L'Armurière eut un léger mouvement de recul.
_ C'est ce qui me cause des souffrances quand il y a trop de… pensées.
_ C'est pourquoi tu m'as dit que les habitants de la surface dormaient… Tu ne les entends plus.
_ À peine. Il doit y avoir quelques personnes éveillées.
_ Tu entendais les pensées des mercenaires tout à l'heure ?
_ Oui. Mais, entre eux et les « bruits » des autres, je…
_ Tu souffres, termina la femme.
_ Oui.
_ Présentement, perçois-tu ma pensée ?
_ Non. Cela ne m'était arrivé qu'avec les Jedi.
_ D'où ta question sur mon possible maniement de la Force.
_ Oui. Je ne perçois rien de toi. Si ce n'est une vision de Beskar en fusion.
_ Je sais contrôler mes pensées et mes émotions. Nul besoin d'être un Jedi pour cela. La forge du Beskar nécessite le calme et la neutralité des émotions. J'aime voir le Beskar en fusion. Cela m'apporte la sérénité.
_ Tu as besoin d'être sereine face à moi ? Demanda-t-il.
_ J'ai besoin de pouvoir analyser clairement ce qui m'entoure, répondit la forgeronne. Ce qui t'inclut présentement.
_ Les sentiments de Paz sont violents…
_ Ce n'est pas une surprise. Il a toujours été passionné. Le Credo lui a appris la retenue. Mais, il a toujours été évident qu'il se passait beaucoup de choses en lui.
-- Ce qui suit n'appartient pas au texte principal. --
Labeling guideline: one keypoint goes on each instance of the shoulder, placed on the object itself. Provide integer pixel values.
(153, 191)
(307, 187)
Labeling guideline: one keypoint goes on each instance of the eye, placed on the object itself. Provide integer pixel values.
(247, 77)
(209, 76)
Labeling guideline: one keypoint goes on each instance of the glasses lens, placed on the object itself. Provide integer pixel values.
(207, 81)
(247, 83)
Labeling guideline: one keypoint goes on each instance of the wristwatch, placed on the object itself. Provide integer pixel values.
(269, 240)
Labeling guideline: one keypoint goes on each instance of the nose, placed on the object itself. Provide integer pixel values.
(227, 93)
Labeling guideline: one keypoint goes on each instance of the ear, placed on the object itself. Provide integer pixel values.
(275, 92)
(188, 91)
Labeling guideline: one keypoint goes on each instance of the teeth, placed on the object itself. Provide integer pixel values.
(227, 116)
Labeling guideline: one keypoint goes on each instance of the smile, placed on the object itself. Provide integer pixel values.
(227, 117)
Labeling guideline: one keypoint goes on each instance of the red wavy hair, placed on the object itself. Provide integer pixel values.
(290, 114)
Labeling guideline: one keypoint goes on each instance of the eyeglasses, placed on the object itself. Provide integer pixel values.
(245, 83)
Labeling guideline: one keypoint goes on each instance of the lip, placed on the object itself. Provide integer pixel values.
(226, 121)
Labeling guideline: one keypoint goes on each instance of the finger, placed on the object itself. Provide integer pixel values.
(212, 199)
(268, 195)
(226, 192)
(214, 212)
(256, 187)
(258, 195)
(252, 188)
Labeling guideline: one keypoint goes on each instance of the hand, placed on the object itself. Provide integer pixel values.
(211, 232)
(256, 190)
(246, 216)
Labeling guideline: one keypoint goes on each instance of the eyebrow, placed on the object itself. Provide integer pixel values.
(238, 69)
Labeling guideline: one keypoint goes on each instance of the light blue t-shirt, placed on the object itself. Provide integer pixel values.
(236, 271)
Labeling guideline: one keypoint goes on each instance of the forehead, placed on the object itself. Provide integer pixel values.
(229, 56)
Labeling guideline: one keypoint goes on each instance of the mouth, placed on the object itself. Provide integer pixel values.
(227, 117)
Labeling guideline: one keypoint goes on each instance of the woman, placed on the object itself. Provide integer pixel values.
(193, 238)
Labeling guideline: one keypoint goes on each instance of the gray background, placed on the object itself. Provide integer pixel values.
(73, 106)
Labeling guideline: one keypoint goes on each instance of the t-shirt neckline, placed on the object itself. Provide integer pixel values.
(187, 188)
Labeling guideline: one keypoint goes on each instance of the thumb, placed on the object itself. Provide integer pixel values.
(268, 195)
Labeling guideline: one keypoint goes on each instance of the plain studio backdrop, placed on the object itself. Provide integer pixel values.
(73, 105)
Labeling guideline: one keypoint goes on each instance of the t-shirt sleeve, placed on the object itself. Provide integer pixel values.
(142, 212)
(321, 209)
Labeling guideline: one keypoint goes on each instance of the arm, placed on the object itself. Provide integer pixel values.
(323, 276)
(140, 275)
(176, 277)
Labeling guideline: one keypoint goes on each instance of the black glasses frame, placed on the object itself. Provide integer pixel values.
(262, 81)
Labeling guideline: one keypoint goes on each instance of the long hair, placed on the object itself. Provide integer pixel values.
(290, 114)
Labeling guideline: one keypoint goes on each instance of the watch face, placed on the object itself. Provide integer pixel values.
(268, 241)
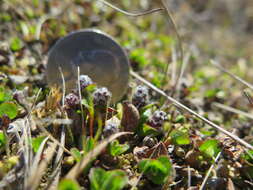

_ Comment a-t-il pu croire que je serais prêt à vous vendre à quelqu'un ? Malgré nos différends, il me connaît.
_ Il te connaissait, corrigea l'Armurière. Tu as trahi le Credo. Il n'aurait jamais pensé cela de toi avant. Malgré ses critiques à ton égard, il te croyait être l'un des membres les plus respectueux de la Tribu. Tu l'as profondément déçu.
_ Et toi ? Ne t'ai-je pas déçu ?
_ Plus que tu l'imagines. Mais, comme je le disais, je sais contrôler mes émotions.
Bien qu'il fût conscient de la déception des anciens membres de sa Tribu, cela faisait mal de l'entendre dit à voix haute. Grogu dut sentir ses sentiments car l'enfant vint se coller à sa jambe.
_ Tout va bien, dit-il à son fils.
_ C'est un enfant Jedi… Perçois-tu ses pensées ?
_ Oui, mais seulement parce qu'il le souhaite.
La femme se tourna et commença à ranger ses outils de forgeage.
_ Mandalore est-elle vraiment viable ? Demanda-t-elle sans lui faire face.
_ La zone équatoriale uniquement. J'ai survolé la planète et un peu exploré les alentours. À mesure qu'on s'éloigne de l'équateur, les stigmates de la Purge sont de plus en plus visibles. Le climat est tempéré à l'équateur, mais la glaciation reprend vite ses droits. La zone la plus chaude, et la plus prospère à la vie, est celle autour du temple. La végétation y est abondante et les animaux nombreux.
_ Et, Concordia ?
_ Fidèle à elle-même.
_ Hum…
_ Acceptes-tu de venir au temple ? Tu pourrais même y établir la Tribu et faire venir d'autres de nos frères. L'endroit est propice pour…
_ J'en jugerai moi-même. À présent, vas aider Paz avec les préparatifs.
_ Telle est la voie, répondit Din Djarin.